From my conversations with students (mine and others), I think this accurately describes how students think a paper gets written:
- Advisor produces problem miraculously from thin air.
- Come up with solution.
- Write down solution
- Advisor makes annoying and mystifying edit requests on irrelevant introductory stuff, while throwing out long complicated proofs (or experiments) student has spent many hours sweating over.
- Make final edits and submit paper.
Most student figure out how to do 2) , and eventually learn how to do 3) (which is itself a topic for another post). 5) is probably the first thing students learn how to do: fix typos, edit latex, and generally do yak-shaving.
But step 4) is perhaps the most mysterious part of the writing process for a new researcher, and the least structured. I call it "closing the deal" and it's really about going from a bag of results to an actual submittable paper.
Let me elaborate.
1) Coming up with a problem.
Of course coming up with a problem is the essence of the research process ("it's about the questions, not the answers", he shrieks). This takes experience and vision, and can often be changed by things you do in stage 4. I'll say no more about it here.
2) Solving a problem.
This is the stage that everyone knows about. That's what we do, after all - solve problems ! This is where we drink lots of coffee, live Eye of the Tiger montages, get inspiration in our sleep, and so on.
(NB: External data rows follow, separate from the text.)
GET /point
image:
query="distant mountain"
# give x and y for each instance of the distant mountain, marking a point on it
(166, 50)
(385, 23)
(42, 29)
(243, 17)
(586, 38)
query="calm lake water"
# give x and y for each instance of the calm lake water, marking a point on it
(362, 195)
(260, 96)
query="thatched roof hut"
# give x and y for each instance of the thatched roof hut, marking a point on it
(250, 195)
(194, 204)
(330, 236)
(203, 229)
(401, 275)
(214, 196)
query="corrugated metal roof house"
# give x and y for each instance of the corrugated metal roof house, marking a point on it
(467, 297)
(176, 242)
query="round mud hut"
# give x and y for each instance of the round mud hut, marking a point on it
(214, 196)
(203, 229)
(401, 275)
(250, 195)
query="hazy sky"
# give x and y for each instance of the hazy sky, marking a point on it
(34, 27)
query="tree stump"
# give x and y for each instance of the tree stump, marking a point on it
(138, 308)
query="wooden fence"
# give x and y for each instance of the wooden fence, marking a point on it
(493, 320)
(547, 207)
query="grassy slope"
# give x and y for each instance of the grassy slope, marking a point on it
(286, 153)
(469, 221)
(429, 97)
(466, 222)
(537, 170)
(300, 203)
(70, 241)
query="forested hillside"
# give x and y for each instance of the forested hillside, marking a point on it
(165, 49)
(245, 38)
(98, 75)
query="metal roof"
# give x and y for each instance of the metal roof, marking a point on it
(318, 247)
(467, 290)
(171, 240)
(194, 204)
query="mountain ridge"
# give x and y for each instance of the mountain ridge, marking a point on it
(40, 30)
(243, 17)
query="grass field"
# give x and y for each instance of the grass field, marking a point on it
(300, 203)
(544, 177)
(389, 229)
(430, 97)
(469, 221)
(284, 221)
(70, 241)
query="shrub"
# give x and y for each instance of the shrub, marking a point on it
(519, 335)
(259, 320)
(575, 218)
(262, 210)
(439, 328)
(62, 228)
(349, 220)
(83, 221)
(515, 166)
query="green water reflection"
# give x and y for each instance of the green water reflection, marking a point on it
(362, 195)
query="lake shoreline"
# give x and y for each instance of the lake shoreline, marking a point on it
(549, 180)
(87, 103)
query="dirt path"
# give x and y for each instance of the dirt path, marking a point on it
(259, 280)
It often happens that you don't exactly solve the problem you set out to attack, but you make many dents in it, solving special cases and variants. It's important to be flexible here, instead of banging your head against a wall head-on. At any rate, you either exit this stage of the project completely stuck, with a complete solution, or with a collection of results, ideas and conjectures surrounding the problem (the most typical case)
3) Writing it all down.
Again, I could spend hours talking about this, and many people better than I have. It's a skill to learn in and of itself, and depends tremendously in the community you're in.
4) Closing, or getting to a submission.
But this is the part that that's often the most critical, and the least understood. I call it "closing the deal": getting from 80% to 100% of a submission, and it requires a different kind of skill. The overarching message is this:
A paper tells a story, and you have to shape your results - their ordering, presentation, and even what you keep and what you leave out - in order to tell a consistent and clear story.
(before people start howling, I'm not talking about leaving out results that contradict the story; that would be dishonest. I'm talking about selecting which story to tell from among the many that might present themselves)
So you have a bag of results centering around a problem you're trying to solve. If the story that emerges is: "here's a problem that's been open for 20 years and we solved it", then your story is relatively easy to tell. All you have to do is explain how, and using what tools.
But in general, life isn't that easy. Your results probably give some insights into the hard core of the problem: what parts are trivial, what directions might be blocked off, and so on.
Now you need to find/discover the story of your paper. You can't do this too early in the research process: you need to explore the landscape of the problem and prove some results first. But you shouldn't wait too long either: this stage can take time, especially if the story changes.
And the story will change. One way of thinking about what you need for a conference submission is a relatively tight, compelling and interesting story. While the loose ends and unexplored directions are probably the thing most interesting to you and your research, they are best left to a conclusions section rather than the main body. What the body should contain is a well-thought out march through what you have discovered and what it says about the problem you're solving. In doing so, you will find yourself making decisions about what to keep, and what to leave out, and how to order what you keep.
And so, speculations need to be made into concrete claims or triaged. Experiments need to be run till they tell a definite story. Introductions need to be made coherent with the rest of the paper. There's also an element of bolt-tightening: making the bounds as tight as possible, stating claims as generally as makes sense for the overarching story (if your story is about points in the plane, then stating some claims in a general metric space might not always make sense).
And all of this has to be done to serve the overarching story that will make the most compelling paper possible. The story can change as new results come in, or expand, or sometimes even die, (but this latter is rare). But there is this constant drumbeat of "am I getting closer to a submission with a nice story with each step".
Telling a good story is important. For someone to appreciate your paper, cite it, or even talk about it (whether it's accepted, or on the arxiv) they have to be willing to read it and retain its results. And they'll be able to do that if it tells a clear story, which is not just a union of results.